Re-Imagining Effective Work

Sightedness: What Can You See?

A friend invites you to a party on Saturday night. You get yourself ready and turn up at the appointed time, entering a brightly lit, resplendently decorated party hall filled with people chatting in small groups while an orchestra plays a selection of the best classical music.

As you enter the room, what do you observe? What do you see? I think that you see what you’ve been trained to see. For example:

– an optometrist notices the eyewear, who is wearing modern frames, the cheap and the exquisite.
– a doctor sees the health and wellbeing of those in attendance. Who is looking unwell? Who is walking with a limp, or nursing a broken arm?
– the musculoskeletal specialist takes in the various body shapes, and sees who is standing crooked or walking out of alignment.
– the clothing retailer notices the clothing, who has the latest fashions and who is still sporting last year’s (or last decade’s) clothing styles.
– the designer of watches notices what’s on people’s wrists, who is wearing his or her line, who has the most expensive watch in the room, which brands are currently in vogue, and who has the cheap versions.
– the dairy farmer sees who is pregnant, including those who are in the early stages and haven’t yet told others their news.
– the fitness enthusiast notices who is wearing a fitness tracker and which brands are in play. There’s the Fitbit group, the Apple Watch segment, and any of the others.

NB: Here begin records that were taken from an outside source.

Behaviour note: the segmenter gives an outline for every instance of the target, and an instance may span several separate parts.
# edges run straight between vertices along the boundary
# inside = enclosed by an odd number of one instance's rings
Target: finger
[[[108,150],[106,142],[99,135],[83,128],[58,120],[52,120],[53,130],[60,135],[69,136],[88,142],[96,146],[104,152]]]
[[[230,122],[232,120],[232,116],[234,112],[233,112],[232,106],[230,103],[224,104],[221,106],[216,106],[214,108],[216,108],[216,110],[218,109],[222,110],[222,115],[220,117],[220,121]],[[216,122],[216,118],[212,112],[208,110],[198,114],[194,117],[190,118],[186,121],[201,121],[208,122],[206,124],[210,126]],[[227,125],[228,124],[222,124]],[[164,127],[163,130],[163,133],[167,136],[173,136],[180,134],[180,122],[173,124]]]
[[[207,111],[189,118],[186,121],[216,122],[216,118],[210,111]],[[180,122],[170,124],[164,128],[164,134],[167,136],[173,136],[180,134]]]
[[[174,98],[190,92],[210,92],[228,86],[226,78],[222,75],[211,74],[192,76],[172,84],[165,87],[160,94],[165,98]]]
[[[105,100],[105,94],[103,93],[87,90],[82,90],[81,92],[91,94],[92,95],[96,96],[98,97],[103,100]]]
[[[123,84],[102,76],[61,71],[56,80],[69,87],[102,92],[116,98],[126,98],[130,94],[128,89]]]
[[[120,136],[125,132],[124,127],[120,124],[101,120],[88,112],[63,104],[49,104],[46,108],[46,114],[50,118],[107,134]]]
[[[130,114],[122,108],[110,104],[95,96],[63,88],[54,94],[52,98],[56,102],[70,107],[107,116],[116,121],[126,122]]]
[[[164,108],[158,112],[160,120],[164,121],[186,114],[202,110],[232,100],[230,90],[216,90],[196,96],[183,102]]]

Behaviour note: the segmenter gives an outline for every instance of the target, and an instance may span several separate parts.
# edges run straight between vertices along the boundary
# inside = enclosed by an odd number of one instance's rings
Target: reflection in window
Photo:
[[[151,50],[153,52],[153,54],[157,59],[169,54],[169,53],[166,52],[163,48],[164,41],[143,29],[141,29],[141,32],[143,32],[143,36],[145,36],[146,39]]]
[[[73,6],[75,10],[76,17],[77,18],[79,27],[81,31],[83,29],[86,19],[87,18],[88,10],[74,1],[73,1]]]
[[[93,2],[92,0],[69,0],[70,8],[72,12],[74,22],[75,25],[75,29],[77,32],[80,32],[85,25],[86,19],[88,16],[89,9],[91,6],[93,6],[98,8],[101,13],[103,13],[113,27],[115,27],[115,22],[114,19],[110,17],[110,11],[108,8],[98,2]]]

Selective perception. The reticular activating system. Learned behaviours. All these come together to guide what is seen by one and invisible to another.

What do you see? What have you been trained to see? What are you blind to?

– see Sightedness: The Lesson

4 replies »

  1. Interesting … I’m a lawyer … but I’m also completely blind. So sightedness is a non-issue for me. What I hear and feel is more important I suppose.

  2. Yes, that’s a different way of thinking about it – thanks Jake. You “see” with your ears and feelings. I have heard it said that many people who are blind develop incredible abilities to pick up cues from the environment that people with sight miss.